これらのケーク類や、フィナンシェなどのドゥミセック(半生菓子)類には、一般にはよく使われるエージレスと呼ばれる乾燥剤も入れないとのこと。そのため賞味期限が短いのですが、これも、できるだけ焼きたてのフレッシュなものを召し上がっていただきたい、という和泉シェフの思いの表れの一つなのです。
食べてみると、生地が驚くほどしっとり。表面にアプリコットジャムを塗って仕上げていて、全体に甘さもしっかりとあります。細身なのでカットすると小さめサイズですが、フルーツ類の味や香りもたっぷり感じられ、充分に満足感が得られます。
カシスのジャムとマロン入り生地の焼き上がりにカシスのシロップをたっぷりしみこませ、カシス色のフォンダンでデコレーションした「ケイク・ルージュ」(1800円)も、ぜひチェックしたい和泉シェフのスペシャリテの一つです。

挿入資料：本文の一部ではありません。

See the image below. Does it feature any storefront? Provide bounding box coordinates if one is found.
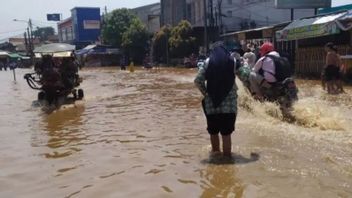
[276,11,352,77]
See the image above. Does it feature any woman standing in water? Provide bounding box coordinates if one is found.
[194,46,237,157]
[322,42,344,94]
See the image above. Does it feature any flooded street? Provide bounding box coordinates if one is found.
[0,68,352,198]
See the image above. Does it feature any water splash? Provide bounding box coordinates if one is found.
[237,79,348,131]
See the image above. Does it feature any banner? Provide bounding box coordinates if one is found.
[276,22,340,41]
[46,14,61,21]
[275,0,331,9]
[83,20,100,30]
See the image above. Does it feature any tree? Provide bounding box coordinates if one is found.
[102,8,137,48]
[33,27,55,42]
[122,18,149,63]
[153,26,171,63]
[169,20,196,58]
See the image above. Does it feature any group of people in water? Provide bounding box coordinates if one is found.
[321,42,346,94]
[194,42,350,157]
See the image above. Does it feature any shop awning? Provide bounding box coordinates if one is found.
[9,53,22,59]
[337,10,352,31]
[276,12,347,41]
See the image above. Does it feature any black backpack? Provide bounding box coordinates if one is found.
[260,55,293,82]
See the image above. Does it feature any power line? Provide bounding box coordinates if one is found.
[0,28,26,34]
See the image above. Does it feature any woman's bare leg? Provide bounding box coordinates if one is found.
[210,135,220,152]
[222,135,232,157]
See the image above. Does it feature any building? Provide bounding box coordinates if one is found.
[131,3,161,33]
[219,0,314,32]
[58,7,101,48]
[160,0,187,26]
[161,0,314,32]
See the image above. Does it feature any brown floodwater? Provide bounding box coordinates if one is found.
[0,68,352,198]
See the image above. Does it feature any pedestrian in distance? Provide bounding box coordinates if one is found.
[322,42,344,94]
[194,44,237,157]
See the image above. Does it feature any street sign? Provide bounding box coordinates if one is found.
[46,14,60,21]
[275,0,331,9]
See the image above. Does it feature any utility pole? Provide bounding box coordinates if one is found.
[23,32,29,54]
[203,0,209,54]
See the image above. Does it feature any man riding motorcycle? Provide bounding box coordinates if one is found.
[249,42,280,99]
[240,42,298,108]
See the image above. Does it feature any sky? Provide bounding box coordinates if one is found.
[0,0,352,42]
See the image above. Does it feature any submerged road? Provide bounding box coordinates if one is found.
[0,68,352,198]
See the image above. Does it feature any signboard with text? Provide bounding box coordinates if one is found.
[276,22,340,41]
[83,20,100,30]
[46,14,61,21]
[275,0,331,9]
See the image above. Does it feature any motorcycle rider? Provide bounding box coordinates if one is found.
[249,42,280,100]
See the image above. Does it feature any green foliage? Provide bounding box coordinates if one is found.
[102,8,137,48]
[153,26,171,63]
[122,18,149,63]
[33,27,55,41]
[169,20,196,58]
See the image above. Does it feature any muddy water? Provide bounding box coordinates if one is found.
[0,68,352,198]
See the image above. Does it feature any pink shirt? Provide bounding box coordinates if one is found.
[253,51,280,83]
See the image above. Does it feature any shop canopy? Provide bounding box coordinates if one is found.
[276,11,348,41]
[0,50,9,56]
[337,10,352,31]
[76,45,121,55]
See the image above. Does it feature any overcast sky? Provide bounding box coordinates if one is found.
[0,0,352,42]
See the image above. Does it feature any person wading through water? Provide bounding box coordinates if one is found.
[194,45,239,157]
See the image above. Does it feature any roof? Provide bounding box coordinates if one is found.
[276,11,348,41]
[220,26,274,37]
[318,4,352,14]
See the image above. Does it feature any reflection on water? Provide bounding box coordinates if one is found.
[43,105,87,159]
[199,165,244,198]
[0,68,352,198]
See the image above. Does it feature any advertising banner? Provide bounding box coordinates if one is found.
[276,22,340,41]
[275,0,331,9]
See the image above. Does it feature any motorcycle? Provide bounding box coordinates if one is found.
[24,43,84,104]
[237,66,298,110]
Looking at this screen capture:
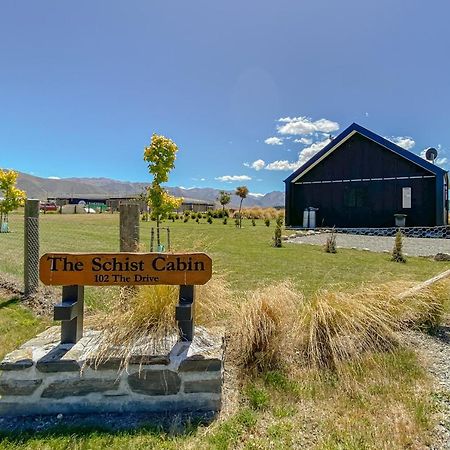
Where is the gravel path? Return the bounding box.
[288,233,450,256]
[406,326,450,450]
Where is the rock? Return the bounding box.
[0,380,42,395]
[184,378,222,394]
[36,346,81,372]
[0,348,33,370]
[128,369,181,395]
[178,355,222,372]
[41,378,119,398]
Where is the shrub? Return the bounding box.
[325,228,337,253]
[391,230,406,263]
[91,277,230,366]
[273,215,283,248]
[230,283,302,372]
[298,288,398,370]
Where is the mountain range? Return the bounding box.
[17,172,284,208]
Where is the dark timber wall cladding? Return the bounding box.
[286,133,436,227]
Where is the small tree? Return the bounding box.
[234,186,248,228]
[217,191,231,214]
[144,133,183,247]
[0,169,26,233]
[273,214,283,248]
[391,230,406,263]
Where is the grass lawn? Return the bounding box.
[0,214,450,450]
[0,291,47,359]
[0,214,450,293]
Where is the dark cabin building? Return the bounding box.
[284,123,448,228]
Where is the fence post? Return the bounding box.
[23,199,39,296]
[119,203,139,252]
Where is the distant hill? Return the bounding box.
[17,173,284,208]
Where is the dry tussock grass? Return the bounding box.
[230,282,303,371]
[230,282,449,372]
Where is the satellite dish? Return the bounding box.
[425,147,437,163]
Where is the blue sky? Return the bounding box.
[0,0,450,193]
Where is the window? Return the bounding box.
[402,188,411,208]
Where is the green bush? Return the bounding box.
[273,215,283,248]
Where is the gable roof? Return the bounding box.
[284,123,447,183]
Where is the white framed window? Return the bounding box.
[402,187,411,208]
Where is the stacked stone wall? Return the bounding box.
[287,225,450,239]
[0,327,223,416]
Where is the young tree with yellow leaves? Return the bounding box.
[0,169,26,233]
[144,133,183,249]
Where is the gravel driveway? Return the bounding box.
[288,233,450,256]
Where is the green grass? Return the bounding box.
[0,214,450,450]
[0,295,47,359]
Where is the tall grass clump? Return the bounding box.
[273,215,283,248]
[298,288,398,370]
[229,282,303,372]
[230,282,448,374]
[325,228,337,253]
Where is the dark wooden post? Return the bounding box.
[175,285,195,341]
[119,203,139,252]
[24,199,39,296]
[53,285,84,344]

お店のテーマカラーは、白と綺麗なグリーンに、シルバーと焦げ茶が差し色に入った明るい雰囲気です。当初、「黒」が基調のスタイリッシュなデザイン案もあったそうですが、より街並にとけこんだ、入りやすい雰囲気となっています。
入口のドアが開くと、まずガラス越しに作業台が目の前にあり、厨房の中が包み隠さず見えるのもインパクト大。手際よくお菓子を作っている和泉シェフやスタッフの方々を目の当たりにして、思わずその手に見入ってしまいそうですね。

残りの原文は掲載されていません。